Index    Book review

3:  No Accounting for Tax Havens

— Shedding light on darker practices — Working for an Open and Democratic Society

Association for Accountancy & Business Affairs 2002 ISBN 1 902384 06 7 £8.95

Written jointly by Austin Mitchell, MP; Prem Sikka, of the University of Essex; John Christensen, of Menas Associates Ltd, a political and economic consutants; Philip Morris, Lecturer in Business Law at Stirling University; and Steven Filling, Associate Professor of Accounting at California State University.

Its 68 pages examine the case for reform of the laws on tax havens, and the problems of obtaining it in face of the overwhelming power of influence on governments by Big Business. It estimates that the UK government could raise up to £85bn extra tax by ‘plugging the leakage of tax revenues to tax havens’, and that around one third of the World’s GDP passes through tax havens.

Many of these ‘off-shore’ tax havens are British Crown Territories, both promoted and defended by the UK government. While they have their own governments, they are ultimately under the jurisdiction of the UK government.

The book focuses in particular on the example of Jersey, population 87 000 and 45 minutes flight from the UK mainland, and ‘home to some £400bn of footloose capital’, detailing its astoundingly undemocratic, not to say corrupt constitution, with effectively a single ‘political party’: Big Business, which effectively writes its laws for its own benefit.

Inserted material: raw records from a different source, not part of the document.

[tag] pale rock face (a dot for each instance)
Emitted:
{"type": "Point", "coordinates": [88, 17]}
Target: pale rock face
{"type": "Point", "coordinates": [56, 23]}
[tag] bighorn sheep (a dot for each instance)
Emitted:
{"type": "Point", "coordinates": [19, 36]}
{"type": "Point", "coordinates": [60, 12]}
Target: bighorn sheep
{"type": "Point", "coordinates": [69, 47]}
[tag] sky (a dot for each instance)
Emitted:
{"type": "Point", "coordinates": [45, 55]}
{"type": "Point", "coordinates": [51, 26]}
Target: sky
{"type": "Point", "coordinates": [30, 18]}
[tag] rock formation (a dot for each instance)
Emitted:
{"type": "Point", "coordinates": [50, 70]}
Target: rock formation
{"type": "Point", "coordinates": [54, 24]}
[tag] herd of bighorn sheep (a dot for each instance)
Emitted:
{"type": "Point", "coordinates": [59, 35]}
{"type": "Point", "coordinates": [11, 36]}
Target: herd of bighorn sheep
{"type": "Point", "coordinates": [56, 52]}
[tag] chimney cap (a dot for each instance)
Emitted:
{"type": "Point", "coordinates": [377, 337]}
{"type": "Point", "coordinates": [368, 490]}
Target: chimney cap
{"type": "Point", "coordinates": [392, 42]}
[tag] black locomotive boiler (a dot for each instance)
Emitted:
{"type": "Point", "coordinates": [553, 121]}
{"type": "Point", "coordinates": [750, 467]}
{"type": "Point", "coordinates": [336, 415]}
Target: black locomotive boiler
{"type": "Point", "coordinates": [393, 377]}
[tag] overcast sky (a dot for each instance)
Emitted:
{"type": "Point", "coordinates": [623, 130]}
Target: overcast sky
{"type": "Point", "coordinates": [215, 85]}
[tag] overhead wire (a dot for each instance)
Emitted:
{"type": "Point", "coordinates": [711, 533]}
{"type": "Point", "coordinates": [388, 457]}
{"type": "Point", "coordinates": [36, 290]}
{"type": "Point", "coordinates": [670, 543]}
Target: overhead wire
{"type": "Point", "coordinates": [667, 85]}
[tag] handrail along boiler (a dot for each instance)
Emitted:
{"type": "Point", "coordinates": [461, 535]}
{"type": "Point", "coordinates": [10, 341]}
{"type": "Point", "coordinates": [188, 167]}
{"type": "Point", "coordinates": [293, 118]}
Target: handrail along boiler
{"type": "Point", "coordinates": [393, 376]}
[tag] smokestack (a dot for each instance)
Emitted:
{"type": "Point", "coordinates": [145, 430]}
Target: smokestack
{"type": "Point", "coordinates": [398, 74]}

As a result, its laws favour the ‘offshore’ companies registered there, at the expense of its resident population. It illustrates the influence on the UK government of these same business interests in preserving the situation and resisting pressures for reform, from the OECD and others.

The authors end by noting that the social cost of tax havens is already too great, and urging that ‘we should all ensure that these fiddle factories of tax havens are brought to the attention of friends and neighbours to ensure that the trade of tax havens is given visibility in the press and political circles.’

This seems to be a topic missing from the Green Party’s Manifesto. Anyone care to draft a policy on it? This book would form a good starting point.